Тетя Валя хоть и растила Нору с трех лет – это именно Валин двоюродный брат свалился когда-то в Каменку как снег на голову и навязал родственнице непонятно откуда у него взявшуюся девчонку, – но удочерять ее никогда не хотела. Фамилию подкидышу она записала не свою, а братнину – Маланина.
– Ежели я тебя на себя запишу, – без обиняков говорила она Норе, – дак я за тебя и отвечай. Чтоб одета-обута, училась бы как положено. А на кой мне эдакий камень на шею? С моими-то хворобами еще девку приблудную ростить! Пашка тебя, может, от бляди портовой нагулял, самого ищи, как ветра в поле, а я рость? Нету на то моего согласия! Доглядываю тебя, как могу, и на том скажи спасибо.
Валины хворобы заключались главным образом в пристрастии к самогонке, поэтому Нора и сама не хотела становиться ее дочкой. И благодарность к ней испытывала умеренную: спасибо, конечно, что на улицу не выбросила и в детдом не сдала, но никаких знаков Валиной заботы, кроме скудной еды-одежки да обильных тумаков, детская память не сохранила, а едва выкарабкавшись из раннего детства, Нора стала заботиться о себе сама.
В общем, никуда она после восьмого класса не уехала, а осталась при поселковой школе, и было тому уже четыре года.

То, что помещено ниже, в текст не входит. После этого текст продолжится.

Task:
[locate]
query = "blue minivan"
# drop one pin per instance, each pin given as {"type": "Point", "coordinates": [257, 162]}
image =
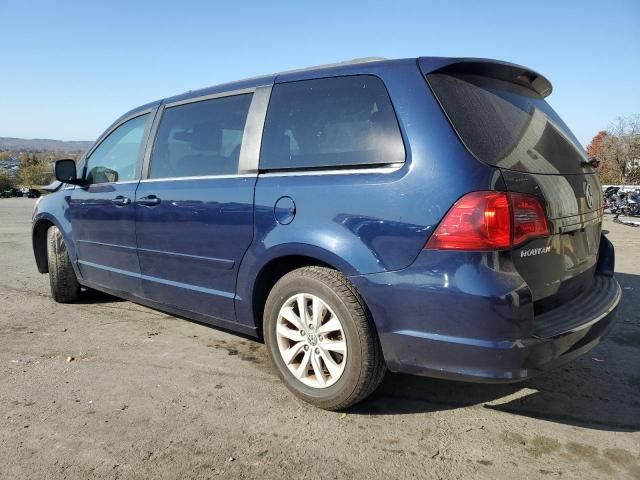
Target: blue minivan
{"type": "Point", "coordinates": [432, 216]}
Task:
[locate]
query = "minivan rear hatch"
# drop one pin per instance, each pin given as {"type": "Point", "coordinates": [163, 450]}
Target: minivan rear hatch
{"type": "Point", "coordinates": [499, 112]}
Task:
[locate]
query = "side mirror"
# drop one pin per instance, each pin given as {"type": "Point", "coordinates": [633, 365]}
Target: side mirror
{"type": "Point", "coordinates": [65, 171]}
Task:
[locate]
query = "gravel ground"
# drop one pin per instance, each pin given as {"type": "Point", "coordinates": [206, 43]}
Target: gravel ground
{"type": "Point", "coordinates": [109, 389]}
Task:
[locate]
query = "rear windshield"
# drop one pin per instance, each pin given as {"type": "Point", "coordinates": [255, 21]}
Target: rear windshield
{"type": "Point", "coordinates": [507, 125]}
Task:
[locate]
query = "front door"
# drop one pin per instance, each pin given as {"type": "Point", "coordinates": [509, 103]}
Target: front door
{"type": "Point", "coordinates": [102, 213]}
{"type": "Point", "coordinates": [194, 213]}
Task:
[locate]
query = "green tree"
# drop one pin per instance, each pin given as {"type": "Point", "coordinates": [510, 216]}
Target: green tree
{"type": "Point", "coordinates": [34, 171]}
{"type": "Point", "coordinates": [5, 181]}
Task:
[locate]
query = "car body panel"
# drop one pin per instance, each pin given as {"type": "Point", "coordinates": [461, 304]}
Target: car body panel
{"type": "Point", "coordinates": [191, 244]}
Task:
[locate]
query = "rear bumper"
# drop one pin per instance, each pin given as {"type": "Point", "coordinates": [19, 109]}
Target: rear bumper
{"type": "Point", "coordinates": [487, 335]}
{"type": "Point", "coordinates": [479, 360]}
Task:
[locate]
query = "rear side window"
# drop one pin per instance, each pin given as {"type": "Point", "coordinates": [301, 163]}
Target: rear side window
{"type": "Point", "coordinates": [116, 158]}
{"type": "Point", "coordinates": [507, 125]}
{"type": "Point", "coordinates": [331, 122]}
{"type": "Point", "coordinates": [200, 138]}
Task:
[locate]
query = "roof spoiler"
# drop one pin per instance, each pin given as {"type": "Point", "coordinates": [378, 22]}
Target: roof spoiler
{"type": "Point", "coordinates": [509, 72]}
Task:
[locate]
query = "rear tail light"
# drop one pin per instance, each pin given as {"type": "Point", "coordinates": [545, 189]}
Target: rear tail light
{"type": "Point", "coordinates": [490, 221]}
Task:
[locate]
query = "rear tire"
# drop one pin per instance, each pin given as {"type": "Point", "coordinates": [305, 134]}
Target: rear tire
{"type": "Point", "coordinates": [64, 284]}
{"type": "Point", "coordinates": [336, 359]}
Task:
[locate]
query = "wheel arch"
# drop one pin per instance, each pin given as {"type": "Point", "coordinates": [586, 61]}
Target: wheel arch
{"type": "Point", "coordinates": [39, 242]}
{"type": "Point", "coordinates": [273, 269]}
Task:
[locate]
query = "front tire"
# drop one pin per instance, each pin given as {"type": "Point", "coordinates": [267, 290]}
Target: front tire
{"type": "Point", "coordinates": [64, 284]}
{"type": "Point", "coordinates": [321, 339]}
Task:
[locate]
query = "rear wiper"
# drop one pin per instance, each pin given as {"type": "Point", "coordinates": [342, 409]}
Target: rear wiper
{"type": "Point", "coordinates": [592, 162]}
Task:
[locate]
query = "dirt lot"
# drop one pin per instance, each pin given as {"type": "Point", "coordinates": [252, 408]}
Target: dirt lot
{"type": "Point", "coordinates": [149, 395]}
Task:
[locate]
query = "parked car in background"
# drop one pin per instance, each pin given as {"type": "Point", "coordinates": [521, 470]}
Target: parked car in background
{"type": "Point", "coordinates": [432, 216]}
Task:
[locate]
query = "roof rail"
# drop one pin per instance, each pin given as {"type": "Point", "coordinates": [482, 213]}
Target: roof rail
{"type": "Point", "coordinates": [343, 63]}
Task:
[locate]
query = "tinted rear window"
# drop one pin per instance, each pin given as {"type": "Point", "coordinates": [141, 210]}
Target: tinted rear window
{"type": "Point", "coordinates": [331, 122]}
{"type": "Point", "coordinates": [507, 125]}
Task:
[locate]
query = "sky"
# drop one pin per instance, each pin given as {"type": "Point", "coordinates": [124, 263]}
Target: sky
{"type": "Point", "coordinates": [69, 68]}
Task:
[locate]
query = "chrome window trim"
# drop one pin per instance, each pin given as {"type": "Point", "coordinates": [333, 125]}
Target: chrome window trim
{"type": "Point", "coordinates": [211, 96]}
{"type": "Point", "coordinates": [253, 128]}
{"type": "Point", "coordinates": [201, 177]}
{"type": "Point", "coordinates": [338, 171]}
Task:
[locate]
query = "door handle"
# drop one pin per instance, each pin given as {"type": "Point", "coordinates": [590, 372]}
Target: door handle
{"type": "Point", "coordinates": [149, 201]}
{"type": "Point", "coordinates": [121, 201]}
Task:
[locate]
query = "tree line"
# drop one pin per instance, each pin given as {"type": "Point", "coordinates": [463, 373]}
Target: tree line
{"type": "Point", "coordinates": [34, 168]}
{"type": "Point", "coordinates": [618, 150]}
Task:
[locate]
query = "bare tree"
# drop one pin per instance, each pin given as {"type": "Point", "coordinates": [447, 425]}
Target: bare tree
{"type": "Point", "coordinates": [619, 149]}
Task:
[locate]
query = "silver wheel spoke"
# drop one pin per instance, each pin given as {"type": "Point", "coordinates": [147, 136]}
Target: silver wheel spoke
{"type": "Point", "coordinates": [302, 309]}
{"type": "Point", "coordinates": [334, 369]}
{"type": "Point", "coordinates": [317, 370]}
{"type": "Point", "coordinates": [303, 368]}
{"type": "Point", "coordinates": [338, 346]}
{"type": "Point", "coordinates": [318, 312]}
{"type": "Point", "coordinates": [291, 352]}
{"type": "Point", "coordinates": [288, 314]}
{"type": "Point", "coordinates": [333, 325]}
{"type": "Point", "coordinates": [293, 335]}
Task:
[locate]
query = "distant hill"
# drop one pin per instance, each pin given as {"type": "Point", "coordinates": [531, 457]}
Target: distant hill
{"type": "Point", "coordinates": [39, 144]}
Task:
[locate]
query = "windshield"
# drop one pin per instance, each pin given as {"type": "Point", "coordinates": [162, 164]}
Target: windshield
{"type": "Point", "coordinates": [507, 125]}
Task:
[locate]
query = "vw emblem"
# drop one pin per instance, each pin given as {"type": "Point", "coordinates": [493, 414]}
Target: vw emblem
{"type": "Point", "coordinates": [588, 194]}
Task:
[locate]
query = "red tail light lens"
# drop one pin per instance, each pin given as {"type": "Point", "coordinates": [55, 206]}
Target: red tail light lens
{"type": "Point", "coordinates": [529, 219]}
{"type": "Point", "coordinates": [490, 221]}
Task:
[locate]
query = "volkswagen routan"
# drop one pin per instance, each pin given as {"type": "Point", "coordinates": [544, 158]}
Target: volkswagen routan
{"type": "Point", "coordinates": [432, 216]}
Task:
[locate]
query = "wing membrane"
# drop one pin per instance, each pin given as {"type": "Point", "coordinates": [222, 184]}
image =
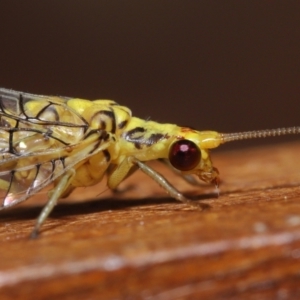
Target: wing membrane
{"type": "Point", "coordinates": [36, 136]}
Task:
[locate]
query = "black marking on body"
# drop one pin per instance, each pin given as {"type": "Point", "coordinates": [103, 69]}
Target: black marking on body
{"type": "Point", "coordinates": [122, 124]}
{"type": "Point", "coordinates": [106, 155]}
{"type": "Point", "coordinates": [103, 136]}
{"type": "Point", "coordinates": [138, 137]}
{"type": "Point", "coordinates": [50, 107]}
{"type": "Point", "coordinates": [154, 138]}
{"type": "Point", "coordinates": [111, 115]}
{"type": "Point", "coordinates": [4, 123]}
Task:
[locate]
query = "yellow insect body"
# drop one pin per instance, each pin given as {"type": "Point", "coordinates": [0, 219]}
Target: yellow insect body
{"type": "Point", "coordinates": [74, 142]}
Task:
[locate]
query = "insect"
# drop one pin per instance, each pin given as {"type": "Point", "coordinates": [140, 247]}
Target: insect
{"type": "Point", "coordinates": [74, 142]}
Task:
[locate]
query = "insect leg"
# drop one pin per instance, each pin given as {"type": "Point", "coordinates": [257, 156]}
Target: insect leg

Утром первого января она шла по школьному двору с вязанкой дров, чтобы протопить помещение и приняться за его уборку. Полгода назад, после смерти тети Вали, Нора перебралась из своего чулана в примыкающий к зданию школы флигель, большую часть которого занимал дровяной сарай, а меньшую – комната технички.
Вчера был новогодний вечер, после которого все школьное крыльцо было засыпано конфетти вперемешку с серпантином. Нора на вечере тоже была, повеселилась не хуже старшеклассников, и танцевала, и вина вместе с ними потихоньку выпила за углом. Хорошо ей было! Ну а теперь работать пора.
Она поднялась на крыльцо и увидела, что входная дверь не заперта. Это ее удивило: кому здесь быть в выходной? Нора вошла и прислушалась.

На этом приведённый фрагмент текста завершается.